5

Assume someone in my database was born at -73440000 unix time. This means he's born on 04-Sep-1967 UTC but 03-Sep-1967 EDT. How would I count the number of people born on each day of the year in EDT?


Right off the bat, you will discover that

SELECT FROM_UNIXTIME(-73440000)
-- returns NULL

Returns NULL. MySQL can't handle negative unix timestamps.

Fine, we can work around that:

select date_add('1970-01-01', interval -73440000 second)
-- returns 1967-09-04 00:00:00

Yields 1967-09-04 00:00:00 which is his birthdate in UTC.

We can try to convert this to EDT (Toronto time):

select convert_tz('1967-09-04 00:00:00','UTC','America/Toronto')
-- returns 1967-09-04 00:00:00, but should be 1967-09-03 20:00:00

But as it turns out, CONVERT_TZ doesn't work on dates prior to 1970 either.

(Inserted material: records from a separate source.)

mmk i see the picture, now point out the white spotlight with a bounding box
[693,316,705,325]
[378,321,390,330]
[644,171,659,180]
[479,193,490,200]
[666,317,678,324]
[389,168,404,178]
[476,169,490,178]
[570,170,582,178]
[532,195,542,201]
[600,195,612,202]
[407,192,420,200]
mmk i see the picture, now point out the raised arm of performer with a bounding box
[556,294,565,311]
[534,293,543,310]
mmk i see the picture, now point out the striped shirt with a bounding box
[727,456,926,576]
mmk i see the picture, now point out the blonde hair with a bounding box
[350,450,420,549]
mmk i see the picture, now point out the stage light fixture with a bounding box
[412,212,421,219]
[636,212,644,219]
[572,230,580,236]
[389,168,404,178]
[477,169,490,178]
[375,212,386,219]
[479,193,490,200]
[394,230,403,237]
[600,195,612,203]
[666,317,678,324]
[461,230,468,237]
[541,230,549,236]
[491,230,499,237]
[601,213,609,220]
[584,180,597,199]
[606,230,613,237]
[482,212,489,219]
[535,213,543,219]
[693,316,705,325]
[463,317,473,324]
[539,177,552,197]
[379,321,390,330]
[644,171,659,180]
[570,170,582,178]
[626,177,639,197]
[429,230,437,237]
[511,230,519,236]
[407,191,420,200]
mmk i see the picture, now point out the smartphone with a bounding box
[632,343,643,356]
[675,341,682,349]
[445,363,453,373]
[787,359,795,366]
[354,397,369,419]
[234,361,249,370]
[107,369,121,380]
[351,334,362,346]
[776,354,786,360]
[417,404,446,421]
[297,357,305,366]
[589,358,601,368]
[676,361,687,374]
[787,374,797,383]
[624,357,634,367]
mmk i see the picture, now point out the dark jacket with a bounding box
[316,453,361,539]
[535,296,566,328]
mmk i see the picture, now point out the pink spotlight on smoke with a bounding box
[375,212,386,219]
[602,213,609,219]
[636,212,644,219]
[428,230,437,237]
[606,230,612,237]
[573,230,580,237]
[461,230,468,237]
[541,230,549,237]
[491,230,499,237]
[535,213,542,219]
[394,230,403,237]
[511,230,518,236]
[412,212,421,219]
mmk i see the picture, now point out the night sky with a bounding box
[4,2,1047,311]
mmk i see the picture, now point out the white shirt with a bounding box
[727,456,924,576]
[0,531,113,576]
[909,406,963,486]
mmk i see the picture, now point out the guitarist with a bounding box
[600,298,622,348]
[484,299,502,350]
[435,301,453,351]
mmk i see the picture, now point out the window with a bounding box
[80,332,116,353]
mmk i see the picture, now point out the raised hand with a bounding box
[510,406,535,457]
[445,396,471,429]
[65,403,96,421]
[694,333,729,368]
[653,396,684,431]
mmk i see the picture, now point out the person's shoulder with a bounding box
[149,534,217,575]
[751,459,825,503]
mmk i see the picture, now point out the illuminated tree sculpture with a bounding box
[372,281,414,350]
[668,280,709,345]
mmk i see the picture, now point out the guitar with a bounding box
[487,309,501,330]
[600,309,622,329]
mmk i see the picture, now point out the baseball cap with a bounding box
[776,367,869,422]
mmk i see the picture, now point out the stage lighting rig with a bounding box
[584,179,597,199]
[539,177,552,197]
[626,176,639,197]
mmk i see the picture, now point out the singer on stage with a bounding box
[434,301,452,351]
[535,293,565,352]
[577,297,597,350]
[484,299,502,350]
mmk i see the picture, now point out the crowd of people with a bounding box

(I've installed the timezones already and it does work on dates between 1970 and 2038)

So now I'm stuck. I need to convert the unix timestamp to a MySQL DATE so that I can GROUP BY it and then COUNT it. The only other option I can think of is to return every record in the database as unix timestamps and use another language to do the conversion and tally them up, but that could get a bit ridiculous if there's millions of records.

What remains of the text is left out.